Les camionneurs payés en fonction de la distance parcourue avec leur chargement subissent les contrecoups de la tempête sur leur chèque de paie.

Une tempête coûteuse pour les compagnies de transport

Une tempête comme celle qui s'est abattue sur le Québec coûte cher aux compagnies de transport.
Dans une industrie où chaque livraison est une course contre la montre, une tempête comme celle de mardi a pour effet de paralyser les compagnies de livraison ainsi que les camionneurs dont les revenus sont fixés en fonction de chaque kilomètre parcouru.
« Je ne peux pas vous dire combien cette tempête-là va nous coûter, mais je peux vous dire qu'elle nous coûte déjà très cher », indique au bout du fil Stéphane Bates, directeur régional des opérations pour la compagnie SGT 2000, située à Saint-Germain-de-Grantham, près de Drummondville.
M. Bates indique que SGT 2000 réalise la majeure partie de son chiffre d'affaires sur la côte Est américaine, là où précisément la tempête Stella a fait le plus de ravages du côté des États-Unis.
L'entreprise, fondée il y a près de 30 ans, possède une flotte de 240 camions. Ses principaux clients sont des papetières ainsi que des imprimeurs.
« Au moment où je vous parle, nos camions sont stationnés un peu partout le long de la côte Est et au Québec, ce qui veut dire qu'on n'a aucun revenu qui rentre.

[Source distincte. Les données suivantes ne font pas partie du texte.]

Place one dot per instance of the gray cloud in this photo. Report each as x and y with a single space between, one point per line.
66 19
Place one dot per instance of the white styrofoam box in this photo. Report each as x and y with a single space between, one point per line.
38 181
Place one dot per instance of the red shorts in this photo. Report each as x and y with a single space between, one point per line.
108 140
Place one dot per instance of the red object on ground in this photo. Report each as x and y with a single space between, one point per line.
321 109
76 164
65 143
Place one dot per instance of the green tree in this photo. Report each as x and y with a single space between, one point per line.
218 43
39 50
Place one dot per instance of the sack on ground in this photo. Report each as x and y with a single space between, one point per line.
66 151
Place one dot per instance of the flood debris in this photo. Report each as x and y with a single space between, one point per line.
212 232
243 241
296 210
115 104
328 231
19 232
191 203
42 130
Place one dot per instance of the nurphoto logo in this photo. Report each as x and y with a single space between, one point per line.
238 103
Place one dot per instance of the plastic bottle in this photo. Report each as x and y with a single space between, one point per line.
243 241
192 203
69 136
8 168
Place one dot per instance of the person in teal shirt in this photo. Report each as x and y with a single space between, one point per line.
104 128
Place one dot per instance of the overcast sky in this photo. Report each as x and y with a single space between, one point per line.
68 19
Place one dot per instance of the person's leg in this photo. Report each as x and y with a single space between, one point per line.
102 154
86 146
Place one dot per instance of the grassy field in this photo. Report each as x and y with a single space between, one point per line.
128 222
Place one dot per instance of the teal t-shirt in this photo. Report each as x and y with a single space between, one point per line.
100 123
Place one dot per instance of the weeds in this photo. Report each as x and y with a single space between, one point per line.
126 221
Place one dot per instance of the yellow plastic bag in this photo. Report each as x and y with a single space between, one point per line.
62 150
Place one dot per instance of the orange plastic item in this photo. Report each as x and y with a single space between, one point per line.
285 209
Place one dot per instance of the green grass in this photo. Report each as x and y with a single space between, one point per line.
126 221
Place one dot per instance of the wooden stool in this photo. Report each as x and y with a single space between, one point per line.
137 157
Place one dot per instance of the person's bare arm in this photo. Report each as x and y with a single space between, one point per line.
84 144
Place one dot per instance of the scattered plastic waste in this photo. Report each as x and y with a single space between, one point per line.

On doit attendre que ça passe. Mais pendant ce temps-là, nos paiements, eux, n'attendent pas. »
L'impact de la tempête se fait aussi sentir directement dans la poche des camionneurs. Comme la plupart des compagnies de transport, SGT 2000 paie ses camionneurs au long cours presque exclusivement en fonction de la distance parcourue avec leur chargement et non sous forme de salaire.
« Ils reçoivent une petite compensation pour leurs repas, mais on ne peut pas en donner énormément, car c'est nous qui payons la compensation. Et comme on n'a pas de revenus, on trouve ça difficile... »
Colis
Outre l'absence de revenus, la tempête aura aussi un effet d'entraînement sur les livraisons prévues au cours des prochains jours, précise M. Bates. « On va probablement en avoir pour une semaine ou deux à récupérer nos retards de livraison, dit-il. Actuellement, on repousse des livraisons à la semaine prochaine, mais elles vont s'ajouter à nos autres commandes. Et avec la pénurie de camionneurs qu'on connaît au Québec, ce n'est rien pour nous aider », soupire M. Bates.
Pour ce qui est des compagnies spécialisées dans la livraison de colis, plusieurs d'entre elles ont aussi dû se résigner à reporter ou retarder certaines livraisons.
« Habituellement, lors des tempêtes ou des catastrophes naturelles, on ne garantit pas la livraison le lendemain. Nos clients sont avisés de ça », a indiqué mercredi un livreur d'UPS, rencontré sur la rue Galt Ouest et qui n'a pas voulu s'identifier.